Control de los ordenadores de los trabajadores por parte del empresario

Control de los ordenadores de los trabajadores por parte del empresario

La sentencia del Tribunal Supremo que analizo aquí tiene su base jurídica en un análisis profundo del poder de control del empresario en relación con el derecho a la intimidad del trabajador y al secreto de las comunicaciones y, en concreto, el alcance y la forma del control empresarial sobre el uso por el trabajador del ordenador que se ha facilitado por la empresa como instrumento de trabajo.


Establece el Tribunal Supremo que dicho conflicto afecta a la intimidad del trabajador y al derecho al secreto de las comunicaciones (correo electrónico, navegación en internet, archivos personales en el ordenador) y surge porque existe una utilización personal, y no meramente laboral o profesional del medio facilitado por la empresa, uso personal que en la práctica –como sucede con las conversaciones telefónicas en la empresa- es difícil de prohibirse en términos absolutos y, además, existe lo que el Tribunal Supremo denomina “generalización de una cierta tolerancia con un uso moderado de los medios de la empresa”.

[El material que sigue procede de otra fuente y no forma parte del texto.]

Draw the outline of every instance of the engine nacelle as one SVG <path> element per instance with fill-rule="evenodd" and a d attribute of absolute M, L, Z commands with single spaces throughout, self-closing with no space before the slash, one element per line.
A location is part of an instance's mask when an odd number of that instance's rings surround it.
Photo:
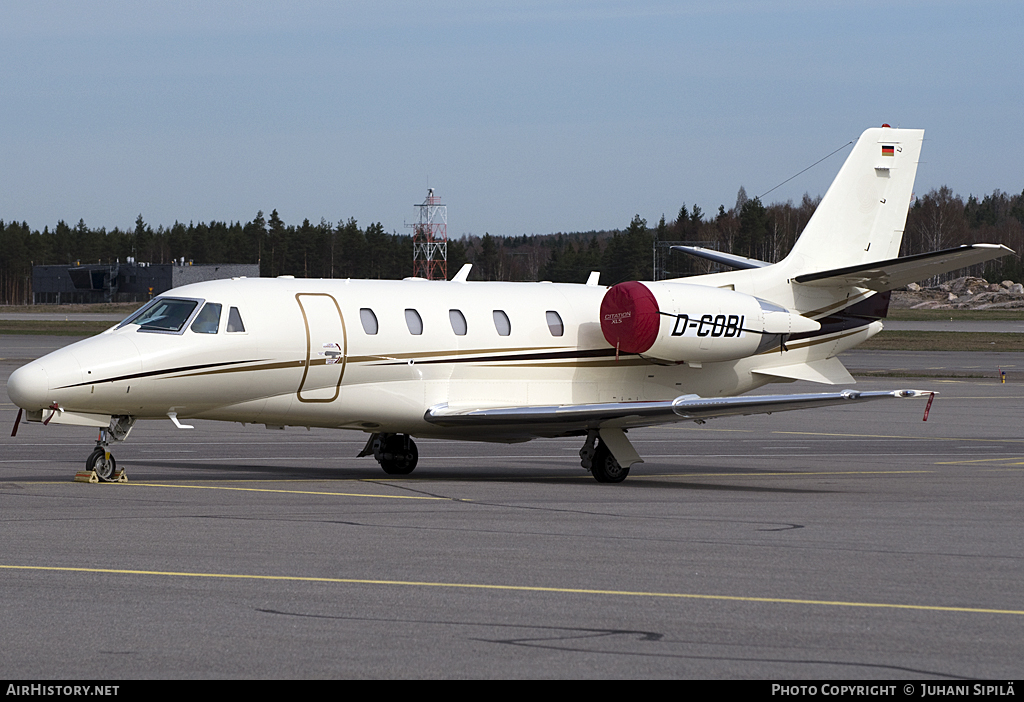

Sin embargo, al ser los informáticos medios que son propiedad de la empresa y que se facilitan al trabajador para utilizarlos en el cumplimiento de la prestación laboral, el Tribunal Supremo opta por excluirlos del artículo 18 del E.T. e incluirlos dentro del poder de vigilancia del empresario que, conforme al artículo 20.3 del E.T, implica que éste “podrá adoptar las medidas que estime más oportunas de vigilancia y control para verificar el cumplimiento por el trabajador de sus obligaciones y deberes laborales”, aunque es claro que respetando la “consideración debida” a la “dignidad” del trabajador.

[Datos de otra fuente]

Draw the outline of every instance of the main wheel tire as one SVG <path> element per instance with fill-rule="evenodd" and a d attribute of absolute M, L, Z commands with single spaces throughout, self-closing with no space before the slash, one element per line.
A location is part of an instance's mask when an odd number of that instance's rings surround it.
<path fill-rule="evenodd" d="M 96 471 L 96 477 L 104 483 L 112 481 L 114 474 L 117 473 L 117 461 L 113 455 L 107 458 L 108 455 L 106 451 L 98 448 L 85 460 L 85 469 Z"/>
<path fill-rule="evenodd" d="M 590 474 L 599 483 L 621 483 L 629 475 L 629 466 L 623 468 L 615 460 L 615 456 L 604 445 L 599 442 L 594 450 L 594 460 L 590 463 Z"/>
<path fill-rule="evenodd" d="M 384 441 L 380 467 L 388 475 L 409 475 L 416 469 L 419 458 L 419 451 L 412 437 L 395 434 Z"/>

El control de los ordenadores por parte del empresario se justifica, además, por otra serie de razones: necesidad de coordinar y garantizar la continuidad de la actividad en los supuestos de ausencia de los trabajadores (pedidos, relaciones con clientes), necesidad de proteger los medios informáticos de la empresa y por la prevención de responsabilidades que para la empresa pudieran derivarse por ciertos usos frente a terceros.

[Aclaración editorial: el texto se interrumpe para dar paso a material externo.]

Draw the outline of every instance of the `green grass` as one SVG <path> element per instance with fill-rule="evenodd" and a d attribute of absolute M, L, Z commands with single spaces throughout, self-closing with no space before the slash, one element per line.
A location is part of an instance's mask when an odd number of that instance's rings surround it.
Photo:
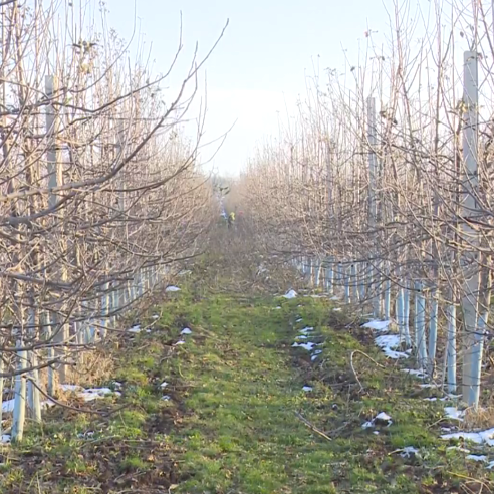
<path fill-rule="evenodd" d="M 344 311 L 321 298 L 228 292 L 226 273 L 209 286 L 203 270 L 196 266 L 183 290 L 156 308 L 162 316 L 151 333 L 115 352 L 111 377 L 122 396 L 93 406 L 125 408 L 103 419 L 51 411 L 25 443 L 6 450 L 1 492 L 422 494 L 479 492 L 482 484 L 468 479 L 492 480 L 438 439 L 444 403 L 424 401 L 430 390 L 386 362 Z M 322 343 L 315 362 L 291 346 L 307 325 Z M 184 326 L 193 334 L 173 346 Z M 349 365 L 353 350 L 383 365 L 354 355 L 363 390 Z M 381 411 L 390 427 L 379 435 L 361 428 Z M 407 446 L 419 454 L 396 452 Z"/>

Por tanto, y teniendo en cuenta ese margen que impone el hábito social generalizado de tolerancia hacia ciertos usos personales, el Tribunal Supremo establece que la empresa, de acuerdo con las exigencias de buena fe, debe establecer previamente las reglas de uso de los medios informáticos, pudiendo establecer prohibiciones absolutas o parciales, e informar a los trabajadores de que va a existir control y de los medios que van a aplicarse para comprobar la corrección de los usos, así como las medidas que han replica orologi de adoptarse para garantizar la misma, admitiéndose, así mismo, la aplicación de medidas preventivas como la exclusión de determinadas conexiones. De esta manera, con esa información por parte de la empresa, al realizarse cualquier control sobre los medios informáticos no se vulnerará lo que Tribunal Europeo de Derechos Humanos ha definido como “expectativa razonable de intimidad” (Sentencias de 25 de junio de 1997 –caso Halford- y 3 de abril de 2007 –caso Copland-).

Sentado todo lo anterior, el Tribunal Supremo falla a favor del directivo de la empresa (declarando www.bestreplica.me el despido improcedente) en base a dos motivos: al no advertirse previamente sobre el uso y control existe una vulneración del derecho a la intimidad; además, la actividad de la empresa no estuvo encaminada a mera detección y reparación del virus informático, sino que siguió con el examen del ordenador para entrar y apoderarse de un archivo cuyo examen y control no era necesario para la reparación de la anomalía informática.